Illegale Vermögen einfrieren hatte lange Vorrang

Die Anklage ist ein Zeichen dafür, dass die Strafverfolgung internationaler Verbrechen in der Schweiz an Bedeutung gewinnt. Aber sie wirft auch die Frage auf, weshalb die Schweiz in diesem Bereich so lange hinterhergehinkt ist. „Die Schweiz scheint sich lange auf internationale Verfahren konzentriert zu haben, bei denen es um das Einfrieren von Vermögen ging“, sagt Etienne Cottier von der nichtstaatlichen Organisation Aktion der Christen gegen Folter (ACAT). Internationale Strafjustiz habe lange keine Priorität genossen.

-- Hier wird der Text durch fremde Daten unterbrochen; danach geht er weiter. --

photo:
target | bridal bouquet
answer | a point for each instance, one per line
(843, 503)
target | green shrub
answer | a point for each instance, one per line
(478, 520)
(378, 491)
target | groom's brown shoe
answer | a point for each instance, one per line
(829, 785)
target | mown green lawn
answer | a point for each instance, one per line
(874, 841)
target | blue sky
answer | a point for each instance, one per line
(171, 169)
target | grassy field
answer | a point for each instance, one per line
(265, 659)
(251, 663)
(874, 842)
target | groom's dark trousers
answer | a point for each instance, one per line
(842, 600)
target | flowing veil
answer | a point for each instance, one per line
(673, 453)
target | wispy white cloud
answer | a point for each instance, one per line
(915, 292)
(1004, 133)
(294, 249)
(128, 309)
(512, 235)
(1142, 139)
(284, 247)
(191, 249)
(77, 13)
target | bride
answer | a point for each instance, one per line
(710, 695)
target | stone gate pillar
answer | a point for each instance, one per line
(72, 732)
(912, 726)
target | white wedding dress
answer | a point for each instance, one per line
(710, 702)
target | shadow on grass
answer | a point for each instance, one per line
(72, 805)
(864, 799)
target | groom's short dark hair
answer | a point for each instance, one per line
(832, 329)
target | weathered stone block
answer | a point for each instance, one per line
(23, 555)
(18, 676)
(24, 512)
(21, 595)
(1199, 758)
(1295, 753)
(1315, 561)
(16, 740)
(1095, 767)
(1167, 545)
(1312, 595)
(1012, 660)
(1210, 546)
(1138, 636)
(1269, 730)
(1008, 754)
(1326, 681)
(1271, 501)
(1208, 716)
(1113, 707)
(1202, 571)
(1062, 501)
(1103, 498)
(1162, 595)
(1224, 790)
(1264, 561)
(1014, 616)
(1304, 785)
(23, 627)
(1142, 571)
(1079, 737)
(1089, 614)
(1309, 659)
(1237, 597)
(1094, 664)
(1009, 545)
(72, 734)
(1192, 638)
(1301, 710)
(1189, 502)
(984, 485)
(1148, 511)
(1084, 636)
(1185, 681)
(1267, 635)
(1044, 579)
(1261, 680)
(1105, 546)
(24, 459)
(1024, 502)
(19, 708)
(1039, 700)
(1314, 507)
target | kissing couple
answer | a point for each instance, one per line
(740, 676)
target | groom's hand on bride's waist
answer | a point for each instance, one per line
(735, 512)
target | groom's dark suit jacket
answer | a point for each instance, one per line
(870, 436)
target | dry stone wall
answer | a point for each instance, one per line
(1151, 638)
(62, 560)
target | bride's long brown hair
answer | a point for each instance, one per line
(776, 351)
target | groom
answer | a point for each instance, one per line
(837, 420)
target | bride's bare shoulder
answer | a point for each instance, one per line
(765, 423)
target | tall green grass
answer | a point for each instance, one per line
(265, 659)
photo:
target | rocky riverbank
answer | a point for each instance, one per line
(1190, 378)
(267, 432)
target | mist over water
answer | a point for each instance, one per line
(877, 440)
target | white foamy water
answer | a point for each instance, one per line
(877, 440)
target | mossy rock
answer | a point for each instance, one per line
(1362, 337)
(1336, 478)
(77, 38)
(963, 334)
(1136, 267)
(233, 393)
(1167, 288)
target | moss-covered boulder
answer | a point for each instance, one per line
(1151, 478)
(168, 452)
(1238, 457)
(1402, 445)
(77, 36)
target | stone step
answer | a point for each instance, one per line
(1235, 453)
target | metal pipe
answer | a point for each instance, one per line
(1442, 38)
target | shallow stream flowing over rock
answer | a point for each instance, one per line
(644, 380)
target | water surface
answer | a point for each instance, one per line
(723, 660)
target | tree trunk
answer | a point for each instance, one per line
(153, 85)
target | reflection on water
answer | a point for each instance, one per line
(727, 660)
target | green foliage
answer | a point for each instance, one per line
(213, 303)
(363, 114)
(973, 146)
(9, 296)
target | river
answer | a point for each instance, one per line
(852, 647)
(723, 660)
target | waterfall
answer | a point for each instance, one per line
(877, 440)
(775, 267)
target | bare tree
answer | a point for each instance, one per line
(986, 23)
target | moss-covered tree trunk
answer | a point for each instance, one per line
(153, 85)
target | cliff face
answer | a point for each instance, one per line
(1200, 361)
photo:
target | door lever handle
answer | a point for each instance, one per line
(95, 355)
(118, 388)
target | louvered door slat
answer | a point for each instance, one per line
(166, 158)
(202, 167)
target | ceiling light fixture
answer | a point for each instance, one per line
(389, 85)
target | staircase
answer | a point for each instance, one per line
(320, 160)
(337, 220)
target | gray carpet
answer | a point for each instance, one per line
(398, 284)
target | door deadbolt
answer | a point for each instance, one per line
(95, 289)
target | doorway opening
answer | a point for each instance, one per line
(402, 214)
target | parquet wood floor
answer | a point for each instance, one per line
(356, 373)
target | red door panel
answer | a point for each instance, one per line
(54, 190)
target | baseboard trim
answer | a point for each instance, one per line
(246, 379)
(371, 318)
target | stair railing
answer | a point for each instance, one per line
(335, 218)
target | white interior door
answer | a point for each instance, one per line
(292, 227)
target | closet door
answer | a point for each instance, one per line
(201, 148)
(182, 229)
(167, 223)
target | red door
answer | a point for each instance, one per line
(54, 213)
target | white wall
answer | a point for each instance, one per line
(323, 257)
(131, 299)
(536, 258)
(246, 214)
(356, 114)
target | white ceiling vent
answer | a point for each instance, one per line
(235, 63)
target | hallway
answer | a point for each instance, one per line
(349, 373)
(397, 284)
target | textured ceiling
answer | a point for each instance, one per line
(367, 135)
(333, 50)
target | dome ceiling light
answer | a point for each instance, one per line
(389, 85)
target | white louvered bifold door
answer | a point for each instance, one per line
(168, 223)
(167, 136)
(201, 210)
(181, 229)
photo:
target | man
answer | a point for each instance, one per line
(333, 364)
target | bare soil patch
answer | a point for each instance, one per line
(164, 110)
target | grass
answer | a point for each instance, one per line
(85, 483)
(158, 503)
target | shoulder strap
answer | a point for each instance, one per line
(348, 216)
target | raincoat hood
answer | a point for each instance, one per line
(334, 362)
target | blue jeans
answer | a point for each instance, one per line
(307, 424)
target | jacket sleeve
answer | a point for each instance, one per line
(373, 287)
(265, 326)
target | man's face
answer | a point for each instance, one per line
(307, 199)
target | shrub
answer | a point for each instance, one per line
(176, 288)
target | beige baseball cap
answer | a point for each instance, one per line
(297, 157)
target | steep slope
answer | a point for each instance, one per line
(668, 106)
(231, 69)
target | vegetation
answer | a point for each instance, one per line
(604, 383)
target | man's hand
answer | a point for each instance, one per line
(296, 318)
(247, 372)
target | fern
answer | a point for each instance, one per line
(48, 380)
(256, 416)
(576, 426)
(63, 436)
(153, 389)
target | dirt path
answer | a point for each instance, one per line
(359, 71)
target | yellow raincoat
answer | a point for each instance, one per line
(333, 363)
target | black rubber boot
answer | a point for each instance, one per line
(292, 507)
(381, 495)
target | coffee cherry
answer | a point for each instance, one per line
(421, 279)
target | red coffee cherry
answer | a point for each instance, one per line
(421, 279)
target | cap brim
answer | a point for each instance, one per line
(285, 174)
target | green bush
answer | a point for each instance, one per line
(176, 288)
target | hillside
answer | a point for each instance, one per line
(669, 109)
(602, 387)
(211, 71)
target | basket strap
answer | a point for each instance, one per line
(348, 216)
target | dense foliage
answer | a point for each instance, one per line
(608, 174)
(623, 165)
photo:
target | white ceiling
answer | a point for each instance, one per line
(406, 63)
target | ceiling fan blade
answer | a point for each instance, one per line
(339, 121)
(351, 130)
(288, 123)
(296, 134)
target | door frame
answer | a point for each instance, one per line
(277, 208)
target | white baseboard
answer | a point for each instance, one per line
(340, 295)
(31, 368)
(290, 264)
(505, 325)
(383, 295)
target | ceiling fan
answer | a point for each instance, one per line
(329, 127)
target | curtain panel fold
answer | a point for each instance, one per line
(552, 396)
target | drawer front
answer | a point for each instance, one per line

2013 weilte Rifaat al-Assad für einige Tage in einem Hotel in Genf. Weil er sich auf Schweizer Boden befand, International ihn unter dem Weltrechtsprinzip an, weil er unter Verdacht stand, Kriegsverbrechen begangen zu haben. Doch die Ermittlungen zogen sich über Jahre. Erst im November 2021 stellte die Bundesstaatsanwaltschaft einen Haftbefehl gegen al-Assad aus, nachdem er ein Jahr zuvor in Frankreich wegen Geldwäscherei und Veruntreuung verurteilt worden war. Dort hatte Rifaat al-Assad jahrelang gelebt, nachdem er sich mit dem Regime in Syrien überworfen hatte. Seine Anwälte gingen in Berufung – in der Zwischenzeit versöhnte sich Rifaat mit dem Regime floh zurück nach Syrien.

Al-Assads Flucht wäre vermeidbar gewesen, ist Meystre überzeugt. „Die Anzeige, die TRIAL International eingereicht hatte, war sehr gut dokumentiert. „Auf ihrer Grundlage und mit den darauffolgenden Ermittlungen durch die Bundesanwaltschaft hätten ihn die Behörden verhaften können, spätestens 2015, als er sich erneut für kurze Zeit in der Schweiz aufgehalten hat.“ Warum wurde Rifaat al-Assad nicht verhaftet? Eine mögliche Erklärung ist der Ressourcenmangel der Behörden. 2012 bildete die Bundesanwaltschaft zwar eine Spezialeinheit, die sich mit der Verfolgung internationaler Verbrechen beschäftigt. Doch diese ist verglichen mit anderen Ländern klein aufgestellt: anfangs mit nur einer Vollzeitstelle, inzwischen immerhin mit fünf.

Die Mittel für solch komplizierte Verfahren sind begrenzt

Dabei ist internationale Strafverfolgung komplex und braucht Ressourcen: Die Verbrechen fanden außerhalb der Schweiz statt und liegen häufig Jahrzehnte zurück. Nicht immer kooperieren die betroffenen Staaten mit den Schweizer Behörden, sagt Etienne Cottier von ACAT. „Zudem hat die Schweiz keine Möglichkeit, Zeugen und ihre Angehörigen, die oft noch in ihren Heimatländern leben, vor Repression zu schützen.“

2018 kritisierte auch der UN-Sonderberichterstatter für Folter Nils Melzer die Schweiz: Er habe Informationen darüber, dass die Behörden aus politischen Erwägungen die Ermittlungen gegen Assad verschleppten. Außenminister Ignazio Cassis wies die Vorwürfe damals zurück.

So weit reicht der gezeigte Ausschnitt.